The Substance’s themes, meaning, ending, and real life application

The Substance is similar to Perfect Blue and Black Swan in that it reflects on a woman’s obsession with her profession. But also Pearl, X, and MaXXXine in showing the toxic influence Hollywood has on women and their relationship with their bodies, looks, etc. The main frame for all this is aging, which is a relatively unique offering. Mima in Perfect Blue is a young up-and-comer. Nina in Black Swan is a young up-and-comer. Pearl and Maxine are both young up-and-comers. The emphasis on youth in those films allows for an easy narrative contrast. You start in a place of innocence then see the character corrupted by the forces of the industry, its culture, and the demands of the profession. The characters lose their innocence.  

The Substance, however, stars a character who has already been through it all. So the story isn’t about a loss of innocence. It’s about feeling past your prime and trying to recapture what you were, who you were, and the self-loathing that comes with it. Coralie Fargeat explores gives Elisabeth both an external and internal influence.The external influence is the Hollywood of it all and the beauty standards it instills. Harvey wants to replace Elisabeth with someone younger. Why? Because it would be better for ratings. Because society is vampiric when it comes to commercializing youth. People don’t love Sue for who she is. They covet her for what she represents. Innocence, beauty, vitality, superficial perfection. That’s why the cinematography becomes like something out of a Coca-Cola commercial. Instead of a dew-covered bottle of ice cold soda on a hot day, it’s Sue. Her eyes, her lips, her chest, her butt, etc. All this makes The Substance a brutal, brutal takedown of the entertainment industry and media. Not only how they use women but the standards they promote and how that affects women outside of the industry. Elisabeth is a beautiful, successful human. But she judges her value by whether she’s on a billboard, then judges her looks against who is on the billboard.
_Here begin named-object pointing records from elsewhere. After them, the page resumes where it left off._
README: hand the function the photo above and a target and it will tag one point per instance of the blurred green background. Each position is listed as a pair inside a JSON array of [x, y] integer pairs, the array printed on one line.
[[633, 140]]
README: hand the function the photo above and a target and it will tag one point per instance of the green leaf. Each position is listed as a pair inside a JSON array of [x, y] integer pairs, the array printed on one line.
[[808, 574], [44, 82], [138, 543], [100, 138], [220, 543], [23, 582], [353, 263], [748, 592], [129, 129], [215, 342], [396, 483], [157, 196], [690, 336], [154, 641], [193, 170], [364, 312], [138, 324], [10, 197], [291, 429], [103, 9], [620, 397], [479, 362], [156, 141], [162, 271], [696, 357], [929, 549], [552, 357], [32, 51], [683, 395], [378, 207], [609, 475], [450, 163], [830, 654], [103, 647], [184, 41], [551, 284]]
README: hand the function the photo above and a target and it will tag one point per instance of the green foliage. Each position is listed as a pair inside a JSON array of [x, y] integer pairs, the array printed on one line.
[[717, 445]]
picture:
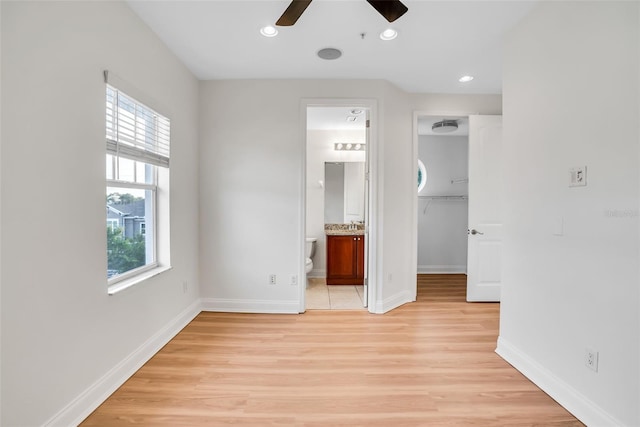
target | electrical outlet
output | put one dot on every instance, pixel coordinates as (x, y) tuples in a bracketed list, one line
[(591, 359)]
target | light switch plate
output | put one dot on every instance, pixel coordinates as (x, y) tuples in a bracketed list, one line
[(578, 176)]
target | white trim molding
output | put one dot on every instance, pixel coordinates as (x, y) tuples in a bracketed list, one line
[(250, 306), (393, 301), (83, 405), (579, 405), (442, 269)]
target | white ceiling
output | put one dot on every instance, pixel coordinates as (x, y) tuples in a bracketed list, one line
[(438, 41)]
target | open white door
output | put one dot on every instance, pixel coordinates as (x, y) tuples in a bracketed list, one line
[(484, 255), (367, 189)]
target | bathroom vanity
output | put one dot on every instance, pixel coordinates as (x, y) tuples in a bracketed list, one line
[(345, 258)]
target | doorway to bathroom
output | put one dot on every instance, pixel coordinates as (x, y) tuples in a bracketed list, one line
[(338, 214)]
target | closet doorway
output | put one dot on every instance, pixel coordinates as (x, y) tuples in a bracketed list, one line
[(443, 194)]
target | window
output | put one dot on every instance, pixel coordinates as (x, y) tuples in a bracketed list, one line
[(113, 223), (137, 153)]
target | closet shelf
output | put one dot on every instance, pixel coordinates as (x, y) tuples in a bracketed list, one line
[(444, 197)]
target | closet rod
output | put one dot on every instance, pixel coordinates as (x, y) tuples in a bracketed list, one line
[(444, 197)]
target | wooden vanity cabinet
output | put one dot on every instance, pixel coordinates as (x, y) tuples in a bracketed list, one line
[(345, 259)]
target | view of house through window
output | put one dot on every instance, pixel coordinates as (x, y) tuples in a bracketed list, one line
[(137, 147)]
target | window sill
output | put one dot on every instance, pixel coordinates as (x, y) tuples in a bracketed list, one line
[(127, 283)]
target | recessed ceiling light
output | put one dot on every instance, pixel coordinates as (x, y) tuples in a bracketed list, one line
[(269, 31), (389, 34)]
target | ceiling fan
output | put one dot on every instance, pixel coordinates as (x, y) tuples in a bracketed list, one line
[(390, 9)]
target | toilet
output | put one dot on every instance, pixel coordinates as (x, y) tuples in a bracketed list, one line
[(309, 249)]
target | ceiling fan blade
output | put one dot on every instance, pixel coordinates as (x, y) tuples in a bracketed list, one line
[(293, 12), (390, 9)]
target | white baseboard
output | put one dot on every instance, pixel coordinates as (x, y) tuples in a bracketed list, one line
[(393, 301), (442, 269), (319, 273), (573, 401), (250, 306), (83, 405)]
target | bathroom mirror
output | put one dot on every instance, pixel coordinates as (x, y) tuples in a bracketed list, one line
[(343, 192)]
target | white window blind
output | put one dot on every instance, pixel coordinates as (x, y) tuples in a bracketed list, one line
[(135, 131)]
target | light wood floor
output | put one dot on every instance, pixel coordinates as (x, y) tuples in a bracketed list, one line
[(430, 363)]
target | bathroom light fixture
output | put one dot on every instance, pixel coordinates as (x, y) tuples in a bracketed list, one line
[(338, 146), (388, 34), (269, 31), (444, 126)]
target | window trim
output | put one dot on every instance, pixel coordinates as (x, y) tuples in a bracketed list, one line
[(154, 152)]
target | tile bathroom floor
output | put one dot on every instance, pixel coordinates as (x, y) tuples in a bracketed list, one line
[(319, 296)]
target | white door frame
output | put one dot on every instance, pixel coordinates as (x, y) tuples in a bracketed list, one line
[(375, 212), (414, 165)]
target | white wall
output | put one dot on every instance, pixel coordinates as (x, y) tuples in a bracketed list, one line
[(320, 150), (571, 68), (442, 224), (251, 187), (61, 333), (251, 166)]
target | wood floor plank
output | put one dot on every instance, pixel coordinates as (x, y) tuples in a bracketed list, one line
[(429, 363)]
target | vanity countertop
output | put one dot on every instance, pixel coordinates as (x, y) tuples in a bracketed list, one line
[(344, 232)]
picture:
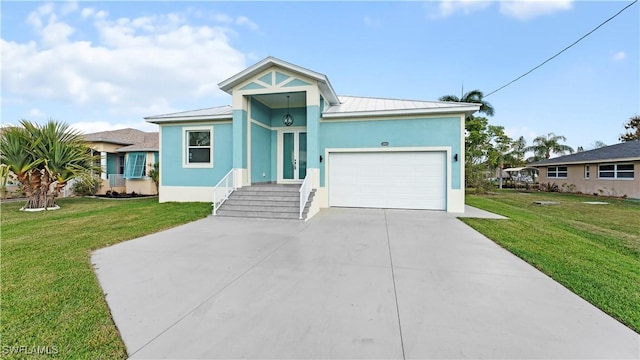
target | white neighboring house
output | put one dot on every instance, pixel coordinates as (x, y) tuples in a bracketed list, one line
[(126, 156)]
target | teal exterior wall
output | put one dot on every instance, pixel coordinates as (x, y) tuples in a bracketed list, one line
[(313, 136), (264, 141), (260, 112), (445, 131), (239, 139), (173, 174), (111, 163)]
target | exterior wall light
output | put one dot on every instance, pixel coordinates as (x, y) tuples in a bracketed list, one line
[(287, 120)]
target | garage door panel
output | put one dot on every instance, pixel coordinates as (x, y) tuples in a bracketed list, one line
[(414, 180)]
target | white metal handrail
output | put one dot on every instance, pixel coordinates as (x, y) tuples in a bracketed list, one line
[(223, 189), (305, 191), (116, 180)]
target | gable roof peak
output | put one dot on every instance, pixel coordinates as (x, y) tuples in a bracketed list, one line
[(323, 82)]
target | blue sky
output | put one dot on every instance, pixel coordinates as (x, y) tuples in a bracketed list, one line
[(106, 65)]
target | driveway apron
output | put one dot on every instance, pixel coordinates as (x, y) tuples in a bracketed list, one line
[(348, 284)]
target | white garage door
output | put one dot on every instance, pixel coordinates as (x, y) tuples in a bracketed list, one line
[(401, 180)]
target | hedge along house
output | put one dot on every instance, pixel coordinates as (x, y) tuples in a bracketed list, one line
[(126, 156), (287, 126), (611, 170)]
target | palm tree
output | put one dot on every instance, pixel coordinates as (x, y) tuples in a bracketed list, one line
[(44, 158), (473, 96), (544, 145)]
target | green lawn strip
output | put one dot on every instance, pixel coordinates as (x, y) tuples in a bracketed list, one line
[(50, 294), (573, 243)]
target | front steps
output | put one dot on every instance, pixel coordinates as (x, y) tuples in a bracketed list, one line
[(272, 201)]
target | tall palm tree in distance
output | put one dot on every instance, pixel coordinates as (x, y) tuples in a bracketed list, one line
[(473, 96), (545, 145)]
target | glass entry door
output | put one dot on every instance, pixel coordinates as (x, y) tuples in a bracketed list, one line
[(294, 155)]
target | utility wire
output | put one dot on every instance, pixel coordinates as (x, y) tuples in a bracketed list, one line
[(563, 50)]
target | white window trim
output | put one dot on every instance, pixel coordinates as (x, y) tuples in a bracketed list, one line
[(615, 172), (185, 143), (557, 171)]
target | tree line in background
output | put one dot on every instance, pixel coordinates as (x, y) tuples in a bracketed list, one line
[(489, 149)]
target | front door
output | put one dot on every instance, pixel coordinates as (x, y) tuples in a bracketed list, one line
[(294, 156)]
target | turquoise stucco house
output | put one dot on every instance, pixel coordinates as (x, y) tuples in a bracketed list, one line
[(286, 124)]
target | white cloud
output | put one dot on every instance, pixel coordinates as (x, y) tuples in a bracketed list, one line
[(528, 9), (87, 12), (619, 56), (69, 7), (521, 9), (34, 114), (372, 22), (245, 21), (450, 7), (139, 65)]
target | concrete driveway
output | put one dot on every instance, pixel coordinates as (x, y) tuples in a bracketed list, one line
[(348, 284)]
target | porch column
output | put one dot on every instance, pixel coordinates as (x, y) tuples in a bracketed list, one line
[(313, 135), (103, 165)]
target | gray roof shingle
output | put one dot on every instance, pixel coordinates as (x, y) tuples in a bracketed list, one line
[(132, 139), (629, 150)]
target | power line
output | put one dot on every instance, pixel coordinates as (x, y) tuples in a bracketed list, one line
[(563, 50)]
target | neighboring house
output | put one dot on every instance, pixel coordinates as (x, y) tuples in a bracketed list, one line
[(286, 124), (611, 170), (126, 156)]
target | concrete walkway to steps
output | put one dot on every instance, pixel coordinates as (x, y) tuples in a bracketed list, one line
[(348, 284)]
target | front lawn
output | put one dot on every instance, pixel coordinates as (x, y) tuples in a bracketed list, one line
[(593, 250), (51, 301)]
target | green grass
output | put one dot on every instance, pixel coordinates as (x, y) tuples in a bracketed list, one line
[(593, 250), (50, 296)]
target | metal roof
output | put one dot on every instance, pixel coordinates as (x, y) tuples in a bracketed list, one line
[(626, 151), (323, 82), (351, 106), (215, 113)]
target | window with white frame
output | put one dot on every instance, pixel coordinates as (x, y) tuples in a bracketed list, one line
[(198, 147), (135, 165), (557, 172), (616, 171)]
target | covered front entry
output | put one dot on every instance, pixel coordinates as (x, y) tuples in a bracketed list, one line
[(388, 179), (293, 164)]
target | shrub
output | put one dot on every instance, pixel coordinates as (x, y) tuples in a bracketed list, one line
[(86, 184), (549, 187)]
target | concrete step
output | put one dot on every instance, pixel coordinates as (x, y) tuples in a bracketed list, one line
[(267, 195), (271, 187), (265, 201), (295, 208), (257, 214), (261, 201)]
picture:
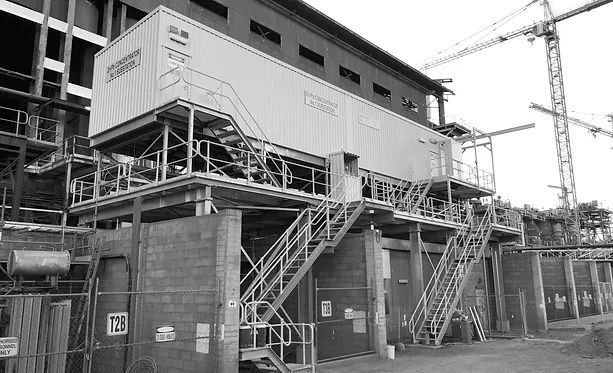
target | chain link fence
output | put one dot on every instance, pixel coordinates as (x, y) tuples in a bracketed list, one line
[(43, 333), (500, 315)]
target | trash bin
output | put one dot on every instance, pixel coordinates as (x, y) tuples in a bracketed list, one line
[(466, 331)]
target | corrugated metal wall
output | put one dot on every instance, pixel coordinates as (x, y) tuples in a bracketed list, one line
[(294, 109), (133, 92)]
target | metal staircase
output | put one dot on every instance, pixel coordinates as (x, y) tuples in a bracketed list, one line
[(282, 267), (409, 196), (250, 163), (433, 312)]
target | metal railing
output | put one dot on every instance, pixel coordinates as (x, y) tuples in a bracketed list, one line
[(507, 218), (464, 172), (72, 146), (149, 170), (220, 95), (398, 194), (293, 245), (431, 290), (35, 127), (447, 278), (279, 335)]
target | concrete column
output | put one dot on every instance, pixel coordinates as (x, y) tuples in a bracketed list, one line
[(374, 275), (122, 18), (572, 288), (595, 285), (18, 183), (539, 295), (38, 69), (228, 292), (608, 273), (190, 139), (165, 151), (417, 273), (502, 323), (204, 201), (134, 271)]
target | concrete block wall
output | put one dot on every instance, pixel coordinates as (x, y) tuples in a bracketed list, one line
[(518, 274), (189, 269), (345, 268), (555, 288), (585, 289)]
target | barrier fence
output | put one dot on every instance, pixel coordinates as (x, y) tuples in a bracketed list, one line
[(173, 330)]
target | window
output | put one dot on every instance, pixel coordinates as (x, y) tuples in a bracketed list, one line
[(410, 104), (348, 74), (310, 55), (382, 91), (213, 6), (265, 32)]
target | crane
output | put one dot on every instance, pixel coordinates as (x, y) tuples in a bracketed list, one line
[(581, 123), (548, 31)]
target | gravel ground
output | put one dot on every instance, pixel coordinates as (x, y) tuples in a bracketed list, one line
[(554, 351)]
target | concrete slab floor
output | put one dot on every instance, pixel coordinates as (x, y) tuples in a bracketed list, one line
[(498, 356)]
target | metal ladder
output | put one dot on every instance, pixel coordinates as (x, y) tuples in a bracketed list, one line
[(282, 267), (90, 275), (431, 317)]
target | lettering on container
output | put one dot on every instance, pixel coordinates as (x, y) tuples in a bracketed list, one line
[(314, 100), (123, 65)]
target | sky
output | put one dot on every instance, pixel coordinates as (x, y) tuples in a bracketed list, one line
[(494, 87)]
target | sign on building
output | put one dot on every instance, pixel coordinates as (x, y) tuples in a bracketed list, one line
[(165, 333), (9, 346), (116, 323), (326, 308)]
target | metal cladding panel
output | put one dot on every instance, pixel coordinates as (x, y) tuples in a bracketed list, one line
[(125, 82), (390, 144), (274, 93)]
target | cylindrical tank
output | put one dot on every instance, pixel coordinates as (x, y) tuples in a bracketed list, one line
[(38, 263)]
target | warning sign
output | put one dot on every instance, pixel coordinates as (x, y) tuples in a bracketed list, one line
[(165, 333), (9, 346), (326, 308), (117, 323)]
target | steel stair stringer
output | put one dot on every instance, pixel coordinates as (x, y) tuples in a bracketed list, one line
[(280, 297), (438, 303), (424, 188)]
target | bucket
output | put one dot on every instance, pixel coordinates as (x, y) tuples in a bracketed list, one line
[(391, 352)]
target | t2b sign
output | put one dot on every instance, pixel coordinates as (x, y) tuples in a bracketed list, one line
[(117, 323)]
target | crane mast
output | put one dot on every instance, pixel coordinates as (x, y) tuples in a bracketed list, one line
[(560, 122)]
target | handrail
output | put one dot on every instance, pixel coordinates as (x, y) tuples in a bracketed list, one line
[(473, 242), (120, 177), (261, 137), (465, 172), (283, 335), (318, 218), (437, 276)]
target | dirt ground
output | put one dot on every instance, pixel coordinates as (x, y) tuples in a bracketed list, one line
[(553, 351)]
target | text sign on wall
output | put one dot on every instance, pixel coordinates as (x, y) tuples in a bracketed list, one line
[(321, 103), (326, 308), (9, 346), (117, 323), (165, 333), (130, 61)]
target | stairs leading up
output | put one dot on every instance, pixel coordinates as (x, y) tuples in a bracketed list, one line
[(432, 316)]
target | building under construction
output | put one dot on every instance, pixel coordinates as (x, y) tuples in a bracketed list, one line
[(222, 185)]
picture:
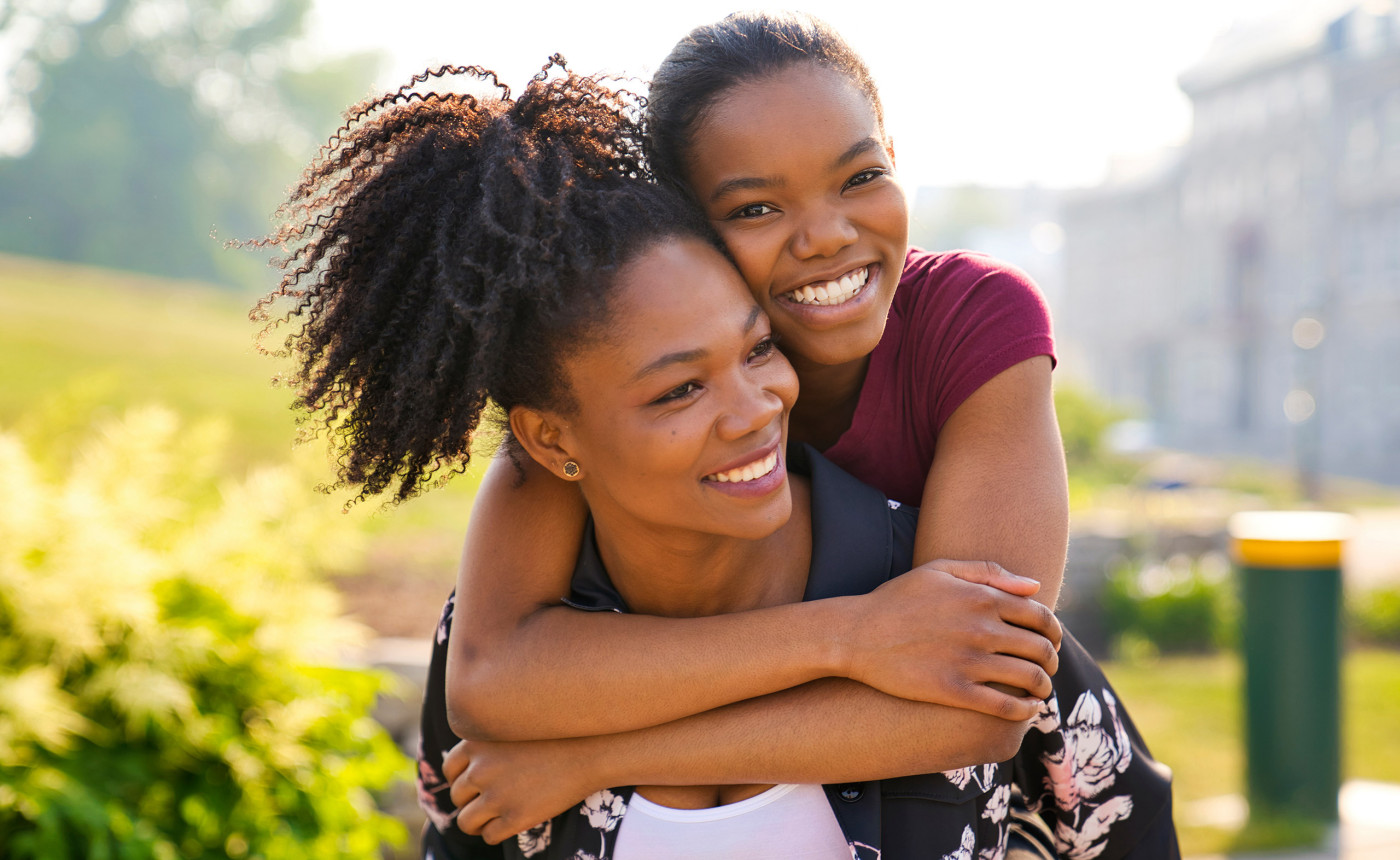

The professional aspect Elisabeth experiences as an actor in Hollywood is something most of us recognize but won’t go through. But Elisabeth’s internal struggle is incredibly universal. We tend to not appreciate what we have while we have it. When you’re in high school, it’s easy to think about college. And then in college you look forward to graduation and starting “real life”. Then you graduate and real life begins and it’s hard and you look forward to having more income, a house, maybe a spouse, children. Then you’re in your thirties and suddenly nostalgic for high school and college. And then in your forties, you think about your twenties. You’ve stopped looking ahead; instead, you focus on the past because the older you get the more eras and chapters you can look back on. And the more you may wish you could relive those times. Especially as your body changes and your opportunities narrow. Life goes from an open palm to a closed fist. There’s the you that exists and the you you had been.  

When we pick up with Elisabeth, she’s already longing for the past and feeling like she’s too old. But after Sue steals time from her and Elisabeth actually becomes elderly, she quickly wishes to go back to how things were before the substance. 50, it turns out, wasn’t so bad after all. It’s not 20 or 30, but Elisabeth could have made the most of it. Except she was too focused on maintaining the shreds of who she had been rather than embracing who she had become.

That’s probably why we have the Citizen Kane reference with the snow globe. Charles Foster Kane, no matter how much he achieved in his life, always longed for that time he was a child with a sled. Neither his wealth nor his fame could soothe that part of him forever grasping for the past. It’s the same with Elisabeth. She couldn’t let go of the idea of what she was. A youthful icon who had a star on the Hollywood Walk of Fame. And she sacrifices the remaining decades of her life in a desperate attempt to turn back the clock, rather than accept its inevitable ticking on. Sue even does the same thing. She has her 15 minutes of fame, then suffers the first blows to her beauty and begins wishing for a “better” version of herself. It’s a never-ending cycle. 

So the ultimate message seems to be that society not only sets unrealistic standards but actively causes us to grieve who we have been because it doesn’t celebrate who we’ve become. Elisabeth becomes a worst case example of dealing with aging. It’s impossible to regain the past. And trying to do so isn’t just costly, isn’t just a waste of time, but a sacrifice of time. The opportunity cost is massive. Weeks, months of your time gone. Don’t let that happen. Embrace yourself. Respect the balance. And don’t let outside influences—like career obsession or the media—cause you to lose sight of what’s most important. You. 

A difference in tone

I want to talk about the endings of Perfect Blue, Black Swan, Pearl, X, and MaXXXine, and The Substance

In Black Swan, Nina’s clearly presented as having crossed a line. But there’s still a sense of…nobility to it? Like she’s an artist who sacrificed everything to give the performance of a lifetime. To achieve “perfection”. And as much as the movie condemns that obsessiveness, it still renders Nina’s performance as triumphant. Rapturous. In a way to where someone might still admire what she achieved. And think to themselves, “Okay, Nina didn’t see the line. But I can.” Quick note that Nina’s mom is like Elisabeth in that she lives through her daughter. 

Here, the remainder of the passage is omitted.